Peki bu statüko ile bireyler ilk ne zaman tanışmaktadır? Konuşmaya başlayan çocukların sorularından bıkan ebeveynlerin onların çevreyi algılama çabasını baltalamasıyla bu süreç başlar. O andan itibaren çocukların yaşamı sürekli bir kısıtlamayla geçmektedir. Doğduğu andan itibaren kontrol altında yaşadığını hisseden çocuk yürümeye ve konuşmaya başlamasıyla da kısıtlandığını hissetmeye başlar. Bu kısıtlanma aşırı düzeyde olursa veya çok serbest bırakılması durumu söz konusu olursa çocuklarda psikolojik sorunlara neden olmaktadır. Çünkü çevresinde gördüğü aile kültürü onun kendi ailesini sorgulamasına sebep olacaktır ve bu psikolojisinde kırılmalara, toplum kültürüne aykırı yaşamalarına sebep olacaktır.

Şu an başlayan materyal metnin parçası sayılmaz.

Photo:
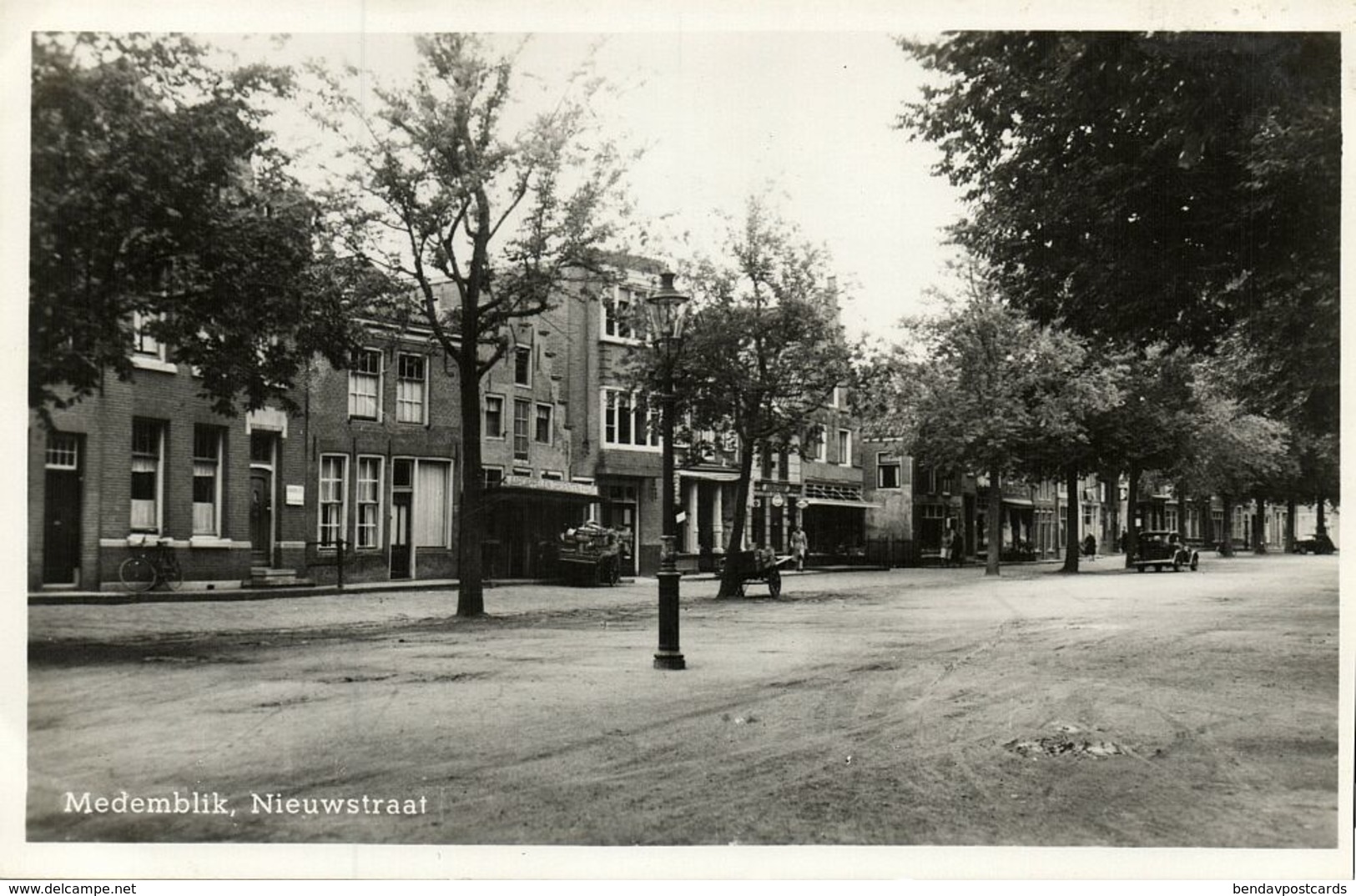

Batı kültüründe çocukların kısıtlanma düzeylerinin düşük olduğunu ve bilim, spor, sosyalleşme alanlarında teşvik edildiğini görmekteyiz. Günümüz de Türk toplumunda da bu teşvik hızla yaygınlaşmaktadır. Çocuklar küçük yaşlardan itibaren spor ve sanat alanında kendisini geliştirmesi için teşvik edilmektedir. Ancak bilime teşvik düşük seviyededir. Oysa insan doğumdan itibaren çevresini algılama çabasında bulunmaktadır. Konuşmaya başlamasıyla da geniş çaplı bir araştırma evresine geçmektedir. Ancak lise veya üniversite eğitimi dönemlerinde gençlerimiz de hayal gücü ve araştırma isteği minimum düzeye düşmektedir. Gençlerimiz üretmekten, araştırmaktan uzaklaşmaktadır. Bu sorunun sebebi bizleriz. Aynı zamanda çözümü de bizde bulunmaktadır.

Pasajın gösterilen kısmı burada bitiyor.